This new bottling from Dickel flew a bit underneath the radar when it was launched this summer time, but it surely deserves dialogue, because it’s a brand new everlasting member of the George Dickel lineup, carrying an age assertion of 8 years outdated.
At first it could appear there’s not a complete lot to the story — it’s made with the basic Dickel mashbill of 84% corn, 8% rye, and eight% malted barley — however the not-so-fine print signifies a twist. That is “bourbon,” not “Tennessee whiskey,” marking the primary time the model has used the B phrase on any of its labels. The story of why it’s calling this bourbon isn’t solely significant, with some advertising and marketing about how Dickel wished to discover a dwelling for barrels in its shares that had “extra conventional bourbon notes and didn’t specific the Tennessee whiskey tasting traits present in the remainder of the George Dickel choices.” Whereas that could be correct, it’s vital to notice that is truly the identical base product that goes into Dickel’s different Tennessee whiskey releases. Nothing mistaken with that, although. Whiskey producers earmark sure barrels for various manufacturers on a regular basis.
So, acquired all that? Let’s style.
Perhaps Dickel’s on to one thing with this model extension: I’m undecided I’ve ever encountered a extra straightforwardly sweeter expression of Dickel — ever.
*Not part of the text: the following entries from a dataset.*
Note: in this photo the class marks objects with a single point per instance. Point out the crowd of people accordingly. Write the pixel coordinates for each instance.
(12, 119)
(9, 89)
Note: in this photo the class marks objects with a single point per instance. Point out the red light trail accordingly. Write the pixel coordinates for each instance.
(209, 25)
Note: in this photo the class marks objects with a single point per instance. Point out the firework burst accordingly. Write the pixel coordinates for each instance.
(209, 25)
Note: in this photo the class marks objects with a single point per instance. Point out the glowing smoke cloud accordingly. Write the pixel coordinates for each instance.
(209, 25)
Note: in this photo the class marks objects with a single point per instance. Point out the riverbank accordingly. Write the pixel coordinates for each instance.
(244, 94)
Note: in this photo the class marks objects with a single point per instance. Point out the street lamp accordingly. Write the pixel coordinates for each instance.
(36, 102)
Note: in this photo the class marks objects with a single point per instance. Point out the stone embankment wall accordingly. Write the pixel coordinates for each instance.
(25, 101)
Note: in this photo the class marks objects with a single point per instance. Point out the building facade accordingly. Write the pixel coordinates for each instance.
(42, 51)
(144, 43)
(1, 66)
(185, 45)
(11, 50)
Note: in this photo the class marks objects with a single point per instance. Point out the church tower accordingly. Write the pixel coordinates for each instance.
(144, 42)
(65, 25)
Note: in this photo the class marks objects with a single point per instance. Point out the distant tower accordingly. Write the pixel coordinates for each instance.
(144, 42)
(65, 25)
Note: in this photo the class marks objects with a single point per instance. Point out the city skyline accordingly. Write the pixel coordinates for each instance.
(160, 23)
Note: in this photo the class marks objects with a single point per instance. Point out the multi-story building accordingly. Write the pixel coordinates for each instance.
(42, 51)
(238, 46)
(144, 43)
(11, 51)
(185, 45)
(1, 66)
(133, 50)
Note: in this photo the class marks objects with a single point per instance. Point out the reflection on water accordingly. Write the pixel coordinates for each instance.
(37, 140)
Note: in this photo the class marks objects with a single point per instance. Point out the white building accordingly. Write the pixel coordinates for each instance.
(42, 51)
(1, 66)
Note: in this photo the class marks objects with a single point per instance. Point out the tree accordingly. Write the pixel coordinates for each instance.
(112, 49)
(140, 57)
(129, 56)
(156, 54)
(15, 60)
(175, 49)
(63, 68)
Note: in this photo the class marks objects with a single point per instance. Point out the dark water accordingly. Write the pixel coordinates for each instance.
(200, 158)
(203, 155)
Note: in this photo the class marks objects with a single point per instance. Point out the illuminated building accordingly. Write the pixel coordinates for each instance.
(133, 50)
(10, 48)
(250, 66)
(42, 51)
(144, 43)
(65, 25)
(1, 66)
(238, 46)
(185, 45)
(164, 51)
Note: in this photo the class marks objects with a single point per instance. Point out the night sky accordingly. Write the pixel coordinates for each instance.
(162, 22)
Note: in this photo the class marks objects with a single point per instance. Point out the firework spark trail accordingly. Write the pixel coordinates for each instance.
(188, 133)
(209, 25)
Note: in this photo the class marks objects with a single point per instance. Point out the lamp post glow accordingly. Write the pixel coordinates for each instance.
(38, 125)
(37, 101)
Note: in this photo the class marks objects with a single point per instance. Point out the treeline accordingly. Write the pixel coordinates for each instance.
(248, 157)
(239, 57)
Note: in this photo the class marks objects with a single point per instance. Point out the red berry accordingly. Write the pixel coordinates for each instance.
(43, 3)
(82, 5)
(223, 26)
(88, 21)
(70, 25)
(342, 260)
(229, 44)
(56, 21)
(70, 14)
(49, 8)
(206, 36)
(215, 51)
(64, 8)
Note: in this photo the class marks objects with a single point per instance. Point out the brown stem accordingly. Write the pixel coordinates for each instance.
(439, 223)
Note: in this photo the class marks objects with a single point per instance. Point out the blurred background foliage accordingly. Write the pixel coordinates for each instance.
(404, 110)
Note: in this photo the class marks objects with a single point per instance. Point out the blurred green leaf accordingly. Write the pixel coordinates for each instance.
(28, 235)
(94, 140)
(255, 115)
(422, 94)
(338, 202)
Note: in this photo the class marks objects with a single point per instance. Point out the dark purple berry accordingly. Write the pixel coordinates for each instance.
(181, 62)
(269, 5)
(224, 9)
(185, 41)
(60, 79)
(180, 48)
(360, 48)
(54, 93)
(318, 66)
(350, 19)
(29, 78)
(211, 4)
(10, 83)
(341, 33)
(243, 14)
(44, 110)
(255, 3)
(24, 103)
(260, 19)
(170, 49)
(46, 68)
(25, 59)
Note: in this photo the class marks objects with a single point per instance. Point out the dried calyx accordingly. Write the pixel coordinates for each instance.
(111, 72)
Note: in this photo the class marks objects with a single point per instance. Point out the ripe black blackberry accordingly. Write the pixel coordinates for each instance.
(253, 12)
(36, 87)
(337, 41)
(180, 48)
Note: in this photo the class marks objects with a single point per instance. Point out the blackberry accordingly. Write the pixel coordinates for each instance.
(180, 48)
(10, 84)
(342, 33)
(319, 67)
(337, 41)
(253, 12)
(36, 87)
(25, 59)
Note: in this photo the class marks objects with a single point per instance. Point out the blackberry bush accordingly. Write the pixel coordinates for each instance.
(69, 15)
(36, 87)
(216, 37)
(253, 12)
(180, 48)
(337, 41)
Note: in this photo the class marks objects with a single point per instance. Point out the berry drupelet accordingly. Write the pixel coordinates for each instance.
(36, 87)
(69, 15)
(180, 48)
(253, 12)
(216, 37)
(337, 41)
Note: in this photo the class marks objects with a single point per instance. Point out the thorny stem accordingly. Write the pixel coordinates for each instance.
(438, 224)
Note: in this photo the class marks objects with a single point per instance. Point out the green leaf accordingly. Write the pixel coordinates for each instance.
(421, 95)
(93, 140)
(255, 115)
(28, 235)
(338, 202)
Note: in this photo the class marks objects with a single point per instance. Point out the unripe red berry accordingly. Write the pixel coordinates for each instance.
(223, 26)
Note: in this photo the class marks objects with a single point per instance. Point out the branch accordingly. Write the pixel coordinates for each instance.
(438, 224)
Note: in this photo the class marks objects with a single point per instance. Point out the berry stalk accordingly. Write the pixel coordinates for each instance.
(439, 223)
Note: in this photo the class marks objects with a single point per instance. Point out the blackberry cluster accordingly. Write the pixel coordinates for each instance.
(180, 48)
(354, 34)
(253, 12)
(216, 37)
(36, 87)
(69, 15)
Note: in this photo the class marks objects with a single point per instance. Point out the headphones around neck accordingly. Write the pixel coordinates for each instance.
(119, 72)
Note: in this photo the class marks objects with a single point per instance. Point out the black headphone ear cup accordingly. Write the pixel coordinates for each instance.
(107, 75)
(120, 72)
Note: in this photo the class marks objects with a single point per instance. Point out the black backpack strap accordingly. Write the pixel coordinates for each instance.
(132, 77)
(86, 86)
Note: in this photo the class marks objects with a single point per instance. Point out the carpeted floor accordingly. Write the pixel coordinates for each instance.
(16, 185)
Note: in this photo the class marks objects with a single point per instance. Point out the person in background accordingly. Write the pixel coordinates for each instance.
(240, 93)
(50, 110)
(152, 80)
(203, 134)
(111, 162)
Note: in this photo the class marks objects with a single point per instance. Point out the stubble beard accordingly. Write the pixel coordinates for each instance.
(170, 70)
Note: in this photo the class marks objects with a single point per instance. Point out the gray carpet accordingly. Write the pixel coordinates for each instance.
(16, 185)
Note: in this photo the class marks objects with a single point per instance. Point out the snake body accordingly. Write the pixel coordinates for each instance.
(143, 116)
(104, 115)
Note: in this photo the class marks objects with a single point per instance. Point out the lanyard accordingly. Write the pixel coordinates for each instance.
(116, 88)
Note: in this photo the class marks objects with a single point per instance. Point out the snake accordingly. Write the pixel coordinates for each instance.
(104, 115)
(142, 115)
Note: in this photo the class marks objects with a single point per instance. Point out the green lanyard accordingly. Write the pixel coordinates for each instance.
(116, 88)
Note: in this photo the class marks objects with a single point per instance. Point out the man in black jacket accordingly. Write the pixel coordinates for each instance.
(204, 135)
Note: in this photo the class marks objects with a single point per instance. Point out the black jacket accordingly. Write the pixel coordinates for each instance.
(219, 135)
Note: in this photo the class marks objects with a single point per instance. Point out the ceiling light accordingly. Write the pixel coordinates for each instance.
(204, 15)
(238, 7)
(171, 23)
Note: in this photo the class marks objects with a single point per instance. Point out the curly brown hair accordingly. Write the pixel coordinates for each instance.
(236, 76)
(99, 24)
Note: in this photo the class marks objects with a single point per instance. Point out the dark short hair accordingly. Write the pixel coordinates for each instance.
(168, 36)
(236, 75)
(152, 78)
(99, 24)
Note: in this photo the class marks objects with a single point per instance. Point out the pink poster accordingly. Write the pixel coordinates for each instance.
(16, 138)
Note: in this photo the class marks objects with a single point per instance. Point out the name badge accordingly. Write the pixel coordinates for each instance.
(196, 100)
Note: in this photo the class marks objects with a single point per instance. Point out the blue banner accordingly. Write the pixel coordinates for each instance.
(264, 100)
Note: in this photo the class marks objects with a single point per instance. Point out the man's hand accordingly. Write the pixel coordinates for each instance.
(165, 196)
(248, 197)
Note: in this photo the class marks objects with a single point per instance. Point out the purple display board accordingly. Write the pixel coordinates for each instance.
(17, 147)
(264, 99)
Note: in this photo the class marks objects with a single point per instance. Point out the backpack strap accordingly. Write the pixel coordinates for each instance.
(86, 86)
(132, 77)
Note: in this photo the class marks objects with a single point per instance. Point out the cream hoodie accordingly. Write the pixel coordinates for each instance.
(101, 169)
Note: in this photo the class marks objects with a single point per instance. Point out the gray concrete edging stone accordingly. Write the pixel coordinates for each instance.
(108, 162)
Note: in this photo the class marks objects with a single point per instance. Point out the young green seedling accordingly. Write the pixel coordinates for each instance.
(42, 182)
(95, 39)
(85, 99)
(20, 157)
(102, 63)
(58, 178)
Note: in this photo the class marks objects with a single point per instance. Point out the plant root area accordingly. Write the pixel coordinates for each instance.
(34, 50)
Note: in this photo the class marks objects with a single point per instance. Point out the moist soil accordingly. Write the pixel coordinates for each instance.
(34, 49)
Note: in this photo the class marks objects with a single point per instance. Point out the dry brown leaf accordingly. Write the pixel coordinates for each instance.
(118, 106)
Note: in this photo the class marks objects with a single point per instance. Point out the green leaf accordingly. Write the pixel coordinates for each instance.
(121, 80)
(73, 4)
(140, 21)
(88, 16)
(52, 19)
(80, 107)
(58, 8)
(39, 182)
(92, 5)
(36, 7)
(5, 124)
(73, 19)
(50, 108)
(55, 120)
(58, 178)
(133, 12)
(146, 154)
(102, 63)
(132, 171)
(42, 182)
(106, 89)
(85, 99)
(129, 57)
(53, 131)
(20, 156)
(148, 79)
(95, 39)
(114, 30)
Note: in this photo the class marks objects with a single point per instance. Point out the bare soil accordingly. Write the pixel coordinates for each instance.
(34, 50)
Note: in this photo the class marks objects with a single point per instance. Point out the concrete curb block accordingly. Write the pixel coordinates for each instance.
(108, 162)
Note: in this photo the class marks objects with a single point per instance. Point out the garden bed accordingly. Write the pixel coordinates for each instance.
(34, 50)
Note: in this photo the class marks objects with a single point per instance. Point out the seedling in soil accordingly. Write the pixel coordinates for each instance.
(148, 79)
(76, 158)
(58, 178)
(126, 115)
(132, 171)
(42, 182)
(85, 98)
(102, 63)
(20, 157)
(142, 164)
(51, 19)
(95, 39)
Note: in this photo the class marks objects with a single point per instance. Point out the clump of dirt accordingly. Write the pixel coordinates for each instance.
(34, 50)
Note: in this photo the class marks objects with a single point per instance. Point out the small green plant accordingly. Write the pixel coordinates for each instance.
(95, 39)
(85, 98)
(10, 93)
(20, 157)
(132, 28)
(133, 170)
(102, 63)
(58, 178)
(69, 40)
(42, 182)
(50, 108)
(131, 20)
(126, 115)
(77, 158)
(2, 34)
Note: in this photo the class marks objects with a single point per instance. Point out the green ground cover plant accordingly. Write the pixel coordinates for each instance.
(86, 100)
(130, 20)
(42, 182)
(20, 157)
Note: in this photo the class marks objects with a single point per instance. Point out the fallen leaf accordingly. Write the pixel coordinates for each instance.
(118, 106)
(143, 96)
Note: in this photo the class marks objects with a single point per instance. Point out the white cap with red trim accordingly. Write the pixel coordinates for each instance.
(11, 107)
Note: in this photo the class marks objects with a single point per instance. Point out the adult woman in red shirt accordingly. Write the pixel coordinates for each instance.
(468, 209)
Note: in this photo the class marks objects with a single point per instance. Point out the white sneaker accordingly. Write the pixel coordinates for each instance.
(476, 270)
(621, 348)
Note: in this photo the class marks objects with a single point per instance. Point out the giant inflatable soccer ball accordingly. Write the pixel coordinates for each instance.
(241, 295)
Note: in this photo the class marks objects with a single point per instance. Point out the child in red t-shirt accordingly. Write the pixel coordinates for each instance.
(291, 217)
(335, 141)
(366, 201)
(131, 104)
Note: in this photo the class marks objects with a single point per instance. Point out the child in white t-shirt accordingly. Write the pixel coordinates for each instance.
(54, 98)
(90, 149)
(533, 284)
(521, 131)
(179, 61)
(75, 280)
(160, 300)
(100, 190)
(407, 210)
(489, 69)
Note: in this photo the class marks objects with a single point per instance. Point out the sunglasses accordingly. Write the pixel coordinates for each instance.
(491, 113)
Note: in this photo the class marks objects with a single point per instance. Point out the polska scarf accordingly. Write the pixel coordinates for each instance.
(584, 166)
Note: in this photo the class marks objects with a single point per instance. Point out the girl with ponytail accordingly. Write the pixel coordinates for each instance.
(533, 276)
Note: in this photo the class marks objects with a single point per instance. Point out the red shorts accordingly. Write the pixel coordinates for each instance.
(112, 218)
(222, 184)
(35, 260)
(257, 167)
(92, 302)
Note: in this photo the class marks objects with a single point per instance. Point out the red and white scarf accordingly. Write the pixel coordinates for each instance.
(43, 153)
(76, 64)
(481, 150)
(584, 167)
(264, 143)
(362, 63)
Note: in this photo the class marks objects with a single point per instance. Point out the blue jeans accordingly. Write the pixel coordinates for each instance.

The nostril has a conventional vanilla and caramel be aware that’s stored in verify by ample barrel char parts, tempering preliminary expectations. However that every one adjustments once you tuck into the palate, the place highly effective notes of butterscotch, vanilla custard, sweet corn, and — nicely, you get the concept — all emerge in brief order. It’s just like the toppings bar at your favourite frozen yogurt joint, stuffed with confections every extra decadent than the following. The end is enduringly, nearly tooth-achingly candy, all caramel corn with syrup on high.
This isn’t actually a critical whiskey, but it surely’s actually not an unlikeable one, both. I might (and can) use it for cocktails, the place the marginally elevated proof will shine — and the sweetness will enable for some restraint towards using easy syrup and its ilk.